Boeing is running these 2-3 hours tests.
What they need to do is fly the 787 on a overseas flight, with all the electronics going full blast, tv’s and cooking appliances and the such, as in the real world. And weigh the plane down as if you have a full load of people, then fly halfway out into the Pacific and then return home. That will tell you more than these short-hop tests they are running.
Folks, you have the wrong impression of what these batteries are for. They are not used to run the entertainment and hospitality equipment. They are used to start the APU’s and in emergencies, the avionics.

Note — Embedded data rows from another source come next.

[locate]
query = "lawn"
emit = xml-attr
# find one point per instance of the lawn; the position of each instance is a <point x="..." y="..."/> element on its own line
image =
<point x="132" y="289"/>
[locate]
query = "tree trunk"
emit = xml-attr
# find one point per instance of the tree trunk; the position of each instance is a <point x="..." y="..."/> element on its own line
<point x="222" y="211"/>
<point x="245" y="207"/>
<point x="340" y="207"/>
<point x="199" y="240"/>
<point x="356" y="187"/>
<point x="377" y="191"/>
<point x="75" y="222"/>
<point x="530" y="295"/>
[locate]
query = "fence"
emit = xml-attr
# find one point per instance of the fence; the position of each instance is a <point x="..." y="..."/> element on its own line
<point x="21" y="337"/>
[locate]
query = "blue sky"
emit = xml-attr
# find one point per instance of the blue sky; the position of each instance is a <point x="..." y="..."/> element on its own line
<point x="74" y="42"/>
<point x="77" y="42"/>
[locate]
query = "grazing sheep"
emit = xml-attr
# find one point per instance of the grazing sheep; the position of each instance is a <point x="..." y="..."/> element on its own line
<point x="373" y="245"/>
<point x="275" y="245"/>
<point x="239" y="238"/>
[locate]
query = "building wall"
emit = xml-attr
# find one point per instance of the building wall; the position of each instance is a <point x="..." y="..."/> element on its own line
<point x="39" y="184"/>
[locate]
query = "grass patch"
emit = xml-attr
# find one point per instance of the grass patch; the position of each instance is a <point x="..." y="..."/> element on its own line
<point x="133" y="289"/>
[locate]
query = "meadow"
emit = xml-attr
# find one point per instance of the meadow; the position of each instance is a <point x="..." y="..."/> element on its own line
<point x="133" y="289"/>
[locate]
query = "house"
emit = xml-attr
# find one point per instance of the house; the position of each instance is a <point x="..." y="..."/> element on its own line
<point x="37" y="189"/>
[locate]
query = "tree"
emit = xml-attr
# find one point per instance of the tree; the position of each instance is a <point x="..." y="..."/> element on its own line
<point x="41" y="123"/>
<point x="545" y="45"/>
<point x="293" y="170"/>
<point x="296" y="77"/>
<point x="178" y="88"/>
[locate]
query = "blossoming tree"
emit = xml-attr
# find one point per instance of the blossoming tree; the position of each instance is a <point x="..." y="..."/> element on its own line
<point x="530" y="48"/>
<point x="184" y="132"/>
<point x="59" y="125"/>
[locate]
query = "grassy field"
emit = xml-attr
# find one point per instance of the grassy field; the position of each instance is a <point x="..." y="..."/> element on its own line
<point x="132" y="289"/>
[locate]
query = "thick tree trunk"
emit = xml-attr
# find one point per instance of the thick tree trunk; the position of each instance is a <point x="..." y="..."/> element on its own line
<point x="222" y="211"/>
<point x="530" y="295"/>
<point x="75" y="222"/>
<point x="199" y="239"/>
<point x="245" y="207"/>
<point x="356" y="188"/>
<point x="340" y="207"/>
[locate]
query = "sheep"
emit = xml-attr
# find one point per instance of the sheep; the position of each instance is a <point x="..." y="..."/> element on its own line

They are the size of an old desktop PC.
With that said, from the photographs I’ve seen, these packs are poorly designed for use in aircraft:
1) The cells are not partitioned with a cooling system - Air or water jacket around each cell to prevent over or under heating.
2) The electronics in the pack are incorrectly supported for aerospace use - They are held via posts instead of frames and slots.
3) If dedrite growth is the issue, 2 - 3 hour flights will not cause a failure in the short term. Repeated, rapid charge and discharge cycles on a bench will cause the dendrite growth which will eventuall pierce the inter-layer membrain of an individual battery leading to thermal runaway.
Also, there’s way to much speculation being taken as fact here. Go to the NTSB web site and read the investigation reports for facts.
Also, let the engineers do their job. Time more than anything will find the source of this problem.
As an interm, Boeing can probably retrofit nickel metal hydride packs. This will require a recertificaiton of the aircraft however. Which can take months.